SITUBONDO, RadarBanyuwangi.id - Abdul Jalil, mantan Kepala Desa (Kades) Kayumas, Kecamatan Arjasa, Situbondo, dituntut 3,5 tahun penjara oleh Jaksa Penuntun Umum (JPU) di PN Situbondo, Senin (6/10).
Terdakwa pembalakan liar kayu sonokeling sebanyak 335 balok itu juga diwajibkan membayar uang denda Rp 500 juta, subsider lima bulan kurungan penjara.
Terdakwa lainnya, Hadi Cahyono Saputro, juga dituntut selama 3,5 tahun dan denda sebesar Rp 500 juta subsider 5 bulan kurungan penjara. Khusus untuk terdakwa Yanto dituntut 1,5 tahun.
“Yanto hanya sebagai sopir truk, kalau Hadi Cahyono Saputro dan Abdul Jalil sama-sama dituntut 3,5 tahun penjara. Peran keduanya sama,” kata Kasat Intel Kejaksaan, Agus Budiyono.
Sekedar tahu, penangkapan Abdul Jalil dan kawan-kawan diawali saat petugas perhutani yang melakukan pengecekan hutan, tepatnya 27 Mei.
Saat itu, petugas perhutani melihat ada tiga pohon sonokeling yang sudah ditebang. Pohon dilindungi itu sudah dipotong-potong dengan ukuran kurang lebih satu meter.
Di lokasi tersebut juga ditemukan sejumlah benda tajam berupa gergaji dan kapak dalam kondisi tertutup terpal.
Di hari tersebut, petugas juga melihat ada kendaraan sepeda motor yang masuk ke gudang milik mantan Kades Kayumas.
Oleh sebab itu, petugas perhutani langsung melakukan penyelidikan dan mengincar keluar masuknya kayu dari rumah mantan Kades.

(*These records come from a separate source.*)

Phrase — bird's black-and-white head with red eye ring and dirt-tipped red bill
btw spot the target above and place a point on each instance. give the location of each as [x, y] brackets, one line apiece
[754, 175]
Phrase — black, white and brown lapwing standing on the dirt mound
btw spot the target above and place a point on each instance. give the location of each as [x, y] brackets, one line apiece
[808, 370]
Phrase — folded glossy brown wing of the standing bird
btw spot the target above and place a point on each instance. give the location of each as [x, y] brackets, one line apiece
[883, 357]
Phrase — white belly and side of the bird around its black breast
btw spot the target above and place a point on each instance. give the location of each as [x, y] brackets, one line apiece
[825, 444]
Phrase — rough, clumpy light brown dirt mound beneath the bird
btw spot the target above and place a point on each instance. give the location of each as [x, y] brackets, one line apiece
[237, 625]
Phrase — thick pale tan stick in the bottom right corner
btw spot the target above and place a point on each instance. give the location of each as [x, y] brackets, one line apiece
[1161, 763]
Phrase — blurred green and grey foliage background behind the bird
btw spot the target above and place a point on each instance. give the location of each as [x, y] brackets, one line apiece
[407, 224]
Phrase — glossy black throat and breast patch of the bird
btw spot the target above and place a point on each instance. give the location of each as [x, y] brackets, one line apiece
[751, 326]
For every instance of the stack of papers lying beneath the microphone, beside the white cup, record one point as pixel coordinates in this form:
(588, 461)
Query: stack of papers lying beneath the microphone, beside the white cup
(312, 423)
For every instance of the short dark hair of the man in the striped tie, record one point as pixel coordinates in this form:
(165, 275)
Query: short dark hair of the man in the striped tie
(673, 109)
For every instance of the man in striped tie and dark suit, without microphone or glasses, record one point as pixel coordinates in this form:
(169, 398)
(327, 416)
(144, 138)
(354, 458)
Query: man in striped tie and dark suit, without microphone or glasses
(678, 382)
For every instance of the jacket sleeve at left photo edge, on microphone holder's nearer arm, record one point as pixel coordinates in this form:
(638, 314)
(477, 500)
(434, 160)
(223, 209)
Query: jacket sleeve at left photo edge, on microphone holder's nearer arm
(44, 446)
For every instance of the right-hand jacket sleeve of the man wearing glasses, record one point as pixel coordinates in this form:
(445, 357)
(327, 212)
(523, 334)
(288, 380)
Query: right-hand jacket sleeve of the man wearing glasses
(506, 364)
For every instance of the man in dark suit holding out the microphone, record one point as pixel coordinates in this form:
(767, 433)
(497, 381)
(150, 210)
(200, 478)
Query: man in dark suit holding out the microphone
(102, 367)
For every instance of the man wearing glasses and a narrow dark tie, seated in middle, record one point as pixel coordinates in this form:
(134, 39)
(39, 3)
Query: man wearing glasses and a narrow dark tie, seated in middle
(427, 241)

Satu bulan kemudian, petugas perhutani berhasil mengamankan dua truk bermuatan kayu sonokeling.
Yang mengangkut saat itu adalah dua terdakwa Hadi dan Yanto. Begitu truk dicek ditemukan kayu sonokeling sebanyak 335 gelondong.
Kejadiannya tepat di Dusun Krajan, Desa Bayeman, Kecamatan Arjasa. Begitu diperiksa, Hadi mengakui jika kayu tersebut dibeli dari mantan Kades.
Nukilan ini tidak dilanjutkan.